These patches are meant to:
- Randomize your device's MAC address when scanning (but not connected)
- Prevent your device from leaking your entire SSID list periodically
(The app thread has a few examples about what and why, if you have no clue why we want this)
Not all devices support changing the MAC address based on this code. Known devices that do work are for example the Nexus 5 and Galaxy S4, and known devices that don't work are for example the Nexus 7 2013 and anything Sony. I did not notice any issues on the devices I tested on that didn't support this, though.
Relevant commits (also contain relevant information):
These patches do not enable anything by default, you still need to set the Java bool config_pryfi to true in the right overlay, and add CONFIG_PRYFI := 1 to the right .mk file.
I would advise setting CONFIG_PRYFI_LOGGING to 1 as well, so you can check logcat to see if Pry-Fi mode is actually active - its reasonably chatty.
Testing behavior requires Wireshark (or equivalent) and a Wi-Fi chip you can switch to monitor mode (this excludes most Windows computers - I used a MacBook running OS X for this).
If you have all that setup, you can grab all relevant packets by setting the filter expression to "wlan.sa contains xx:yy" where xx and yy and are the second and third parts of your device's MAC address. Not the first, because that one differs between normal and P2P mode, and not the last three, because we randomize those by default.
Once you have that set up ...
Testing for PNO
If your device does not have PNO enabled in the first place (check the config_wifi_background_scan_support bool) you can skip this part.
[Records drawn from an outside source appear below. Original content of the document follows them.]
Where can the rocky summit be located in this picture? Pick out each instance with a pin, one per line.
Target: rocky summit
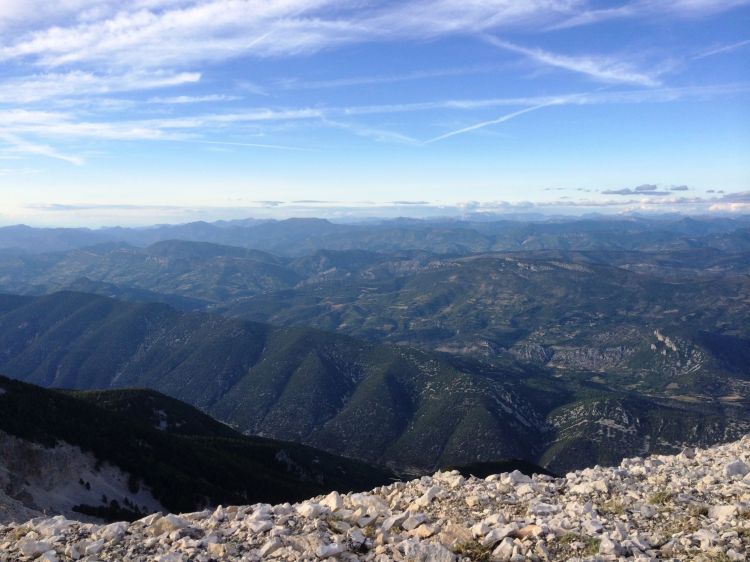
(691, 506)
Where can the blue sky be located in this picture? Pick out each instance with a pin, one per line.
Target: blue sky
(146, 111)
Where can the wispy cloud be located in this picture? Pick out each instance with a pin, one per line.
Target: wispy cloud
(19, 145)
(610, 70)
(502, 119)
(45, 86)
(177, 100)
(650, 9)
(722, 49)
(296, 84)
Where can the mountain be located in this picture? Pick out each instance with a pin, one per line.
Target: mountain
(376, 403)
(125, 453)
(297, 237)
(189, 274)
(690, 507)
(394, 405)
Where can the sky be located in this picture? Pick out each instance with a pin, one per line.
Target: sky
(144, 111)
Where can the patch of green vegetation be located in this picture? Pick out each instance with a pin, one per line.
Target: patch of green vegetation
(184, 472)
(613, 507)
(591, 546)
(474, 551)
(661, 497)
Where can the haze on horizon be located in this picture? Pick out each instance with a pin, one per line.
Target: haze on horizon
(147, 111)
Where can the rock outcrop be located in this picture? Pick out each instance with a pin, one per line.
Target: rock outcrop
(692, 506)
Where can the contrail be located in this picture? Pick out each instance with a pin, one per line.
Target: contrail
(502, 119)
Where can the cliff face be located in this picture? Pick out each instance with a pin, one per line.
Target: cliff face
(35, 479)
(692, 506)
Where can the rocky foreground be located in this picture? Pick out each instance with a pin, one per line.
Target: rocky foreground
(692, 506)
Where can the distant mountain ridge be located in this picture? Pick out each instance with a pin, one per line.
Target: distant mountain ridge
(380, 404)
(297, 236)
(183, 458)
Or you can simply disable it and be done with that - enabling it does slightly improve battery life, though.
Basically you want to know if PNO leaks the SSID list (I've not found a device yet with PNO that doesn't do this, but I do not see a technical reason why they must).
Make sure your device is clean-ish so it occasionally goes to sleep. I test this on completely wiped devices myself.
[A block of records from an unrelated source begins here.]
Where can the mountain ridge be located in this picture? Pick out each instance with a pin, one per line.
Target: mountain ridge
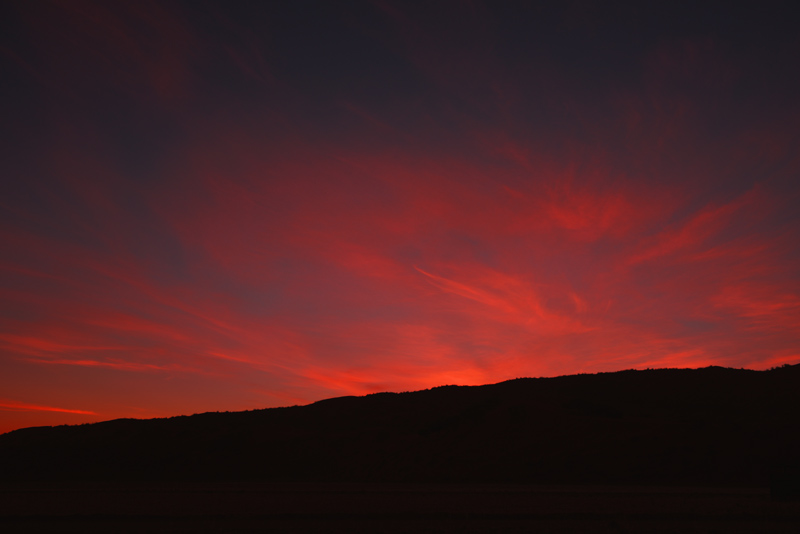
(710, 426)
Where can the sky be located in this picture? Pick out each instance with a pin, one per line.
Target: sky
(219, 206)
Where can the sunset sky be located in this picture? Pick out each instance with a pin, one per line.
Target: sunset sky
(211, 206)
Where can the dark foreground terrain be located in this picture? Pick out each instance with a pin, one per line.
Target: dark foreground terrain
(375, 508)
(707, 450)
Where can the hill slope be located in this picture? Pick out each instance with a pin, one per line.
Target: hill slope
(712, 426)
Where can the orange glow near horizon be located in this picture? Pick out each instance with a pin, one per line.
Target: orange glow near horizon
(197, 224)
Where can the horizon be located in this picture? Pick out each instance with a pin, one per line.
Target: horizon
(228, 206)
(172, 416)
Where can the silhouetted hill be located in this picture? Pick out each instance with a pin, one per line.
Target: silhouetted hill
(711, 426)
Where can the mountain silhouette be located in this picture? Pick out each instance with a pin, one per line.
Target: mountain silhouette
(704, 427)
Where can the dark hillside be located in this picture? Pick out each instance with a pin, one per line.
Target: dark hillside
(710, 427)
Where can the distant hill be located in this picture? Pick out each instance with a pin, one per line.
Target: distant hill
(712, 427)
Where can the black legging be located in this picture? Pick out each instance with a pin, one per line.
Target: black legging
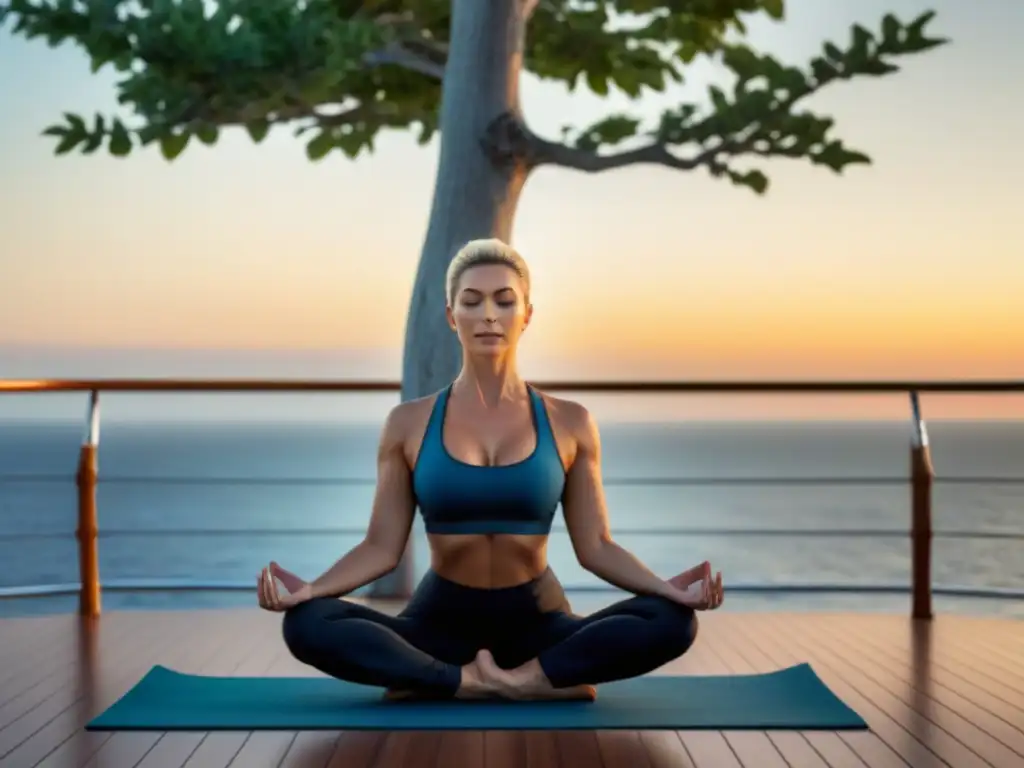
(445, 624)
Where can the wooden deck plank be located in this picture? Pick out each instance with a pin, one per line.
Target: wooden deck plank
(219, 749)
(173, 750)
(111, 660)
(998, 677)
(934, 698)
(957, 738)
(946, 674)
(887, 744)
(953, 710)
(833, 751)
(94, 750)
(812, 640)
(792, 749)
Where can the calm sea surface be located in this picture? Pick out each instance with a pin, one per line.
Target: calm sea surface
(215, 502)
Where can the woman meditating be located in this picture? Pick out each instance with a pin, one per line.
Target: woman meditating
(487, 461)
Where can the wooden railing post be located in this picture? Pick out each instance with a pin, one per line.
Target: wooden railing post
(88, 526)
(922, 475)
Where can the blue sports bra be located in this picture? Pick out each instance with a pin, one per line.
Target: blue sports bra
(458, 498)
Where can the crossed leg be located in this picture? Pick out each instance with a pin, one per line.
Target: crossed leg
(624, 640)
(363, 645)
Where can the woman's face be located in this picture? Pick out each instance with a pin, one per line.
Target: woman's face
(489, 309)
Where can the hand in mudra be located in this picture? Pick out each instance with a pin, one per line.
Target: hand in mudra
(270, 598)
(697, 588)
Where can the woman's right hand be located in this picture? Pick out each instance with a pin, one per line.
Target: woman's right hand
(270, 598)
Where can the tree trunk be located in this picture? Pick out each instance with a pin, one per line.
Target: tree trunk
(474, 196)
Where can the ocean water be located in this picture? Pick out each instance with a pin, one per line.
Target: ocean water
(210, 501)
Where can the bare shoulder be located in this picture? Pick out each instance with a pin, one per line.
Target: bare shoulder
(406, 424)
(573, 424)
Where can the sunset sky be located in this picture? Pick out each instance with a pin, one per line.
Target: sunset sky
(913, 266)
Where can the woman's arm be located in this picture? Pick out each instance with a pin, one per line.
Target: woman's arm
(587, 517)
(390, 521)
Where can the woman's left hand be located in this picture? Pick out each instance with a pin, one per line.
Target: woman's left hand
(696, 589)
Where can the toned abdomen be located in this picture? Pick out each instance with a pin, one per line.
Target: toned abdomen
(488, 560)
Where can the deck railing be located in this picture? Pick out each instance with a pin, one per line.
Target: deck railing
(922, 476)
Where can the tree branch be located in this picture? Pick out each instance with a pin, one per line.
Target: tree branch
(759, 119)
(554, 153)
(398, 54)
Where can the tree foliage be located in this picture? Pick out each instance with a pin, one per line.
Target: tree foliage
(342, 71)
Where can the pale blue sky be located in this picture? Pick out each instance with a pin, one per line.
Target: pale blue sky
(913, 266)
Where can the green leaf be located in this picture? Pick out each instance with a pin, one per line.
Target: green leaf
(755, 180)
(891, 31)
(834, 53)
(837, 157)
(68, 143)
(172, 144)
(120, 142)
(257, 129)
(208, 134)
(774, 8)
(320, 145)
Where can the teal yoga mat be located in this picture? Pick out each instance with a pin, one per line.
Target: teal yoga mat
(168, 700)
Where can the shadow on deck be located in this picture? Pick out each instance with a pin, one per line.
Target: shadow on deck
(949, 693)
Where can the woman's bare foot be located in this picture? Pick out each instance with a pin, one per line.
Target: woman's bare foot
(474, 684)
(526, 682)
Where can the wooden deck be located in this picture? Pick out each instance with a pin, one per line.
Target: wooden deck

Make sure your device knows several networks but that it's not connecting to any. You could for example use a second Android device to create a hotspot, connect to it with the test device, create another hotspot, connect to that with test device, etc. Do not add a network with the + button, as these will be leaked regardless.
Make sure you have Wireshark running with the right filter expression and monitoring, then unplug your device (it may not be powered!), turn off the device's screen, and leave it there for 30 minutes.
Now you can examine the Wireshark logs. You should see only SSID=Broadcast entries, and SSID=<network> entires for networks that it knows and are actually available (like your home Wi-Fi, but not the hotspot entries you created earlier that are no longer active).
If you see your entire list of network names come by, then PNO on this device is leaky and should definitely be disabled.
Testing for MAC changes
If you have Wireshark set up this is very easy. Make sure you note your original MAC address.
Then make sure your device is not connected to any Wi-Fi networks, and use the Wi-Fi setting's menu's Scan button.
Check the Wireshark logs for what MAC address the device is using. If it stays the same as your original MAC address, then MAC address changing is not currently supported on your device.
If you've confirmed that the MAC address does change, leave the device alone for a while (once unpowered and once powered) and check the Wireshark logs to see if your original MAC address ever appeared, or if it's currently using randomized addresses.
As last step, try connecting to an access point like your home Wi-Fi, and confirm the device has switched back to your original MAC address.
For bonus points, track what happens when using Wi-Fi Direct, WPS, and other Wi-Fi features. I have not checked this extensively yet, we may need further fixes.
Not really planning on expanding this much or keeping track of which devices do and don't work. Release was a tad rushed (so is this awful post) so my last test-cases may have broken some earlier ones. Regardless, this patch will require a number of users/maintainers to actively test on their devices and see what's what - that's way beyond what I can do on my own.